May 28, 2015 at 8:35 am, by Carl

Things can look dark around us. I know I write about the coming crisis…a crisis some believe started over a decade ago and now they wonder if it will ever end, while I tell them that the worst has not even started.

 

It is easy then to become hopeless.

 

Don’t.

 

Let me give you two reasons. First, even as I point out a crisis is coming, the vast majority of us will live through it. Look back at the past events and yes, they are bad, harsh, sad, brutal. Over 40 million died in World War II. Over 600,000 Americans died during the Civil War. Economic crisis is cruel, and starvation and disease take many lives. Still, most people will live through it.

 

Whatever comes our way, whatever our Great Crisis becomes…we will live through it. Take heart and hold to hope.

 

There is, though, a better reason to not give in to hopelessness. That hope is found in God and His great love to us through His Son, Jesus Christ. One of my favorite artists, Steven Curtis Chapman sung about this in his 1996 release, Heaven in the Real World.

 

The lead song on the CD began with an audio clip of a message by Christian minister, Chuck Colson. Here it is:

 

 

Where is the Hope?

I meet millions who tell me that they feel demoralized by the decay around us.

Where is the Hope?

The hope that each of us has is not in who governs us or what laws are past or what great things we do as a nation.

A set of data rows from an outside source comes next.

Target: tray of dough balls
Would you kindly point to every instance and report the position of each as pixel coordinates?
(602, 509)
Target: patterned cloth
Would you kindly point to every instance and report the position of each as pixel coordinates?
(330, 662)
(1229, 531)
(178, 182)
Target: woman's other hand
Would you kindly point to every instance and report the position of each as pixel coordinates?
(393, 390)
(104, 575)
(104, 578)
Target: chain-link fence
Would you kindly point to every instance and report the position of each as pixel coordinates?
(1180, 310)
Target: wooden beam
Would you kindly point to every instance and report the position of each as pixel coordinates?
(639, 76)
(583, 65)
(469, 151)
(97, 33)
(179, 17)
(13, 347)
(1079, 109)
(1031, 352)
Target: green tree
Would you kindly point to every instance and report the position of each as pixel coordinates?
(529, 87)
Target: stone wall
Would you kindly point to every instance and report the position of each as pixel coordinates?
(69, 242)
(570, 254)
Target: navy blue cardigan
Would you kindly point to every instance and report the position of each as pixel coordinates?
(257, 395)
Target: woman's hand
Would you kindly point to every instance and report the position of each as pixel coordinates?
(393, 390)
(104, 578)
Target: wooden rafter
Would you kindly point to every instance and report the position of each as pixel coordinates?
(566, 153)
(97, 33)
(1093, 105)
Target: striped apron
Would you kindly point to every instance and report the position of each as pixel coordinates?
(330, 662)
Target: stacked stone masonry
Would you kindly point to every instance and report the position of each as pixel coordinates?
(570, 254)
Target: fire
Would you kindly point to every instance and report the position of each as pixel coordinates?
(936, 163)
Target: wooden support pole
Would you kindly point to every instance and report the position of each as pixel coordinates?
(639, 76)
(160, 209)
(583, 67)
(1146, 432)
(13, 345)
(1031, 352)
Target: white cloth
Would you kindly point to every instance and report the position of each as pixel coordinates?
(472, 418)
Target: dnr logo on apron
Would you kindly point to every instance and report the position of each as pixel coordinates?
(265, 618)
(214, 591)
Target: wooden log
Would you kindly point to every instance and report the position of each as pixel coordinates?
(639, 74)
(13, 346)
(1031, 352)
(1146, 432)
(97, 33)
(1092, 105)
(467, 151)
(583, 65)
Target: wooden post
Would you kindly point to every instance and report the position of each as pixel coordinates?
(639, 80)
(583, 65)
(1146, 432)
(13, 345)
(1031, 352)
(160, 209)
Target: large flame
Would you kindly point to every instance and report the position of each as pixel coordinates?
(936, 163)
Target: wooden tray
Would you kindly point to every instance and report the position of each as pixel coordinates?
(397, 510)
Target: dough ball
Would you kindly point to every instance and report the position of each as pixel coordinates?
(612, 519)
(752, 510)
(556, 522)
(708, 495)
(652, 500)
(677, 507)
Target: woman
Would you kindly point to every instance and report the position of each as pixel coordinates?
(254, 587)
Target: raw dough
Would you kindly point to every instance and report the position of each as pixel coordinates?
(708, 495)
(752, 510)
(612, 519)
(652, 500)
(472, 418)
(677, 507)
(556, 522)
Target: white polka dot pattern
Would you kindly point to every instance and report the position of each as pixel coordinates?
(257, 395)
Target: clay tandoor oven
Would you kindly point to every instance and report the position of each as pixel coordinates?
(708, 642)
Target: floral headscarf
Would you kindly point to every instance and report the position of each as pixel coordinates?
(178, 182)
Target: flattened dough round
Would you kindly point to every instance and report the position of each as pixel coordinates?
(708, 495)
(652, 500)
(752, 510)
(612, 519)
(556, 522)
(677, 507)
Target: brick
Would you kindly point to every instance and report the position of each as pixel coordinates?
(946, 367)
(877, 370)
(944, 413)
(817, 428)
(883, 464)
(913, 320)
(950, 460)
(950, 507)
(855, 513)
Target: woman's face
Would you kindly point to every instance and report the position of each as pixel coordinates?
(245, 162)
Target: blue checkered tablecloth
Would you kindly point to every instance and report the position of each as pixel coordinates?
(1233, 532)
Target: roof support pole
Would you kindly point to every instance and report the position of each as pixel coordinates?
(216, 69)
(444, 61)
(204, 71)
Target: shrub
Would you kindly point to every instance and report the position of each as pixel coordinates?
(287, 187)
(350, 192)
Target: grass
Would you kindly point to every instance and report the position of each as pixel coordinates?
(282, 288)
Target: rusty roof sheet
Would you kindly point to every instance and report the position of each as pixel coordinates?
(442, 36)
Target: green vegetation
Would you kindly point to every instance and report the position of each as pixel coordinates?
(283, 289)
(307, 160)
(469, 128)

The hope is in the power of God working through the hearts of people. And that’s where our hope is in this country; that’s where our hope is in life.

 

The Bible has over 120 references to the word “hope.” The book of poetry, The Psalms, has 27 references alone, with almost everyone proclaiming this fact. Hope lies in God, in His word, in His rules for living, in His unfailing love for those who heed His voice and who follow His ways.

 

The priest Ezra tells that even as the nation revels in unfaithfulness, there is hope when the people turn back to God to obey the law of the Lord. Jonah proclaims that in the midst of despair, he turned his thoughts once more back to the Lord who heard his prayers. Paul, writing to the Christians in Rome, reminded them that even during the tough times of life of pain and suffering, times that feel like even creation is groaning, we wait with a deep hope, patiently and confidently. Why? Because, as Paul wrote to the Greek city of Corinth, we know that Jesus was raised from the dead, and because He was raised, then we know for certain that life extends far beyond this mortal life, and we who choose to believe will be with Him forever. Our hope in Christ is not merely for Him being with us in this world…that would really make us, as Paul wrote, “the most pitied people in the world”—pitied for our foolish hope in some pretend afterlife, holding to that instead of seeing how sad life is around us. He is with us in this life…even though life can be, and often is, very hard to navigate. Yet, our hope is in knowing that through His great love, not only does He transform the world through, as Colson said, “the power of God working through the hearts of people,” but also in knowing there is more to this life.

 

Put your faith in Jesus. He is our salvation. Even if the nation won’t turn back to God, hold onto the Lord with a confident hope. The Lord God will be with you always. Say with the prophet Isaiah that because the sovereign Lord helps you (is with you, holds you, comforts you, protects you, gives you life itself), I will not be dismayed or hopeless.   Instead, I will face whatever the world throws at me with my face set firm like a rock, like a stone, and I will know with great hope that I will not be put to shame.

 

Live Well. Place your hope in Jesus. It is the best advice I can ever give you.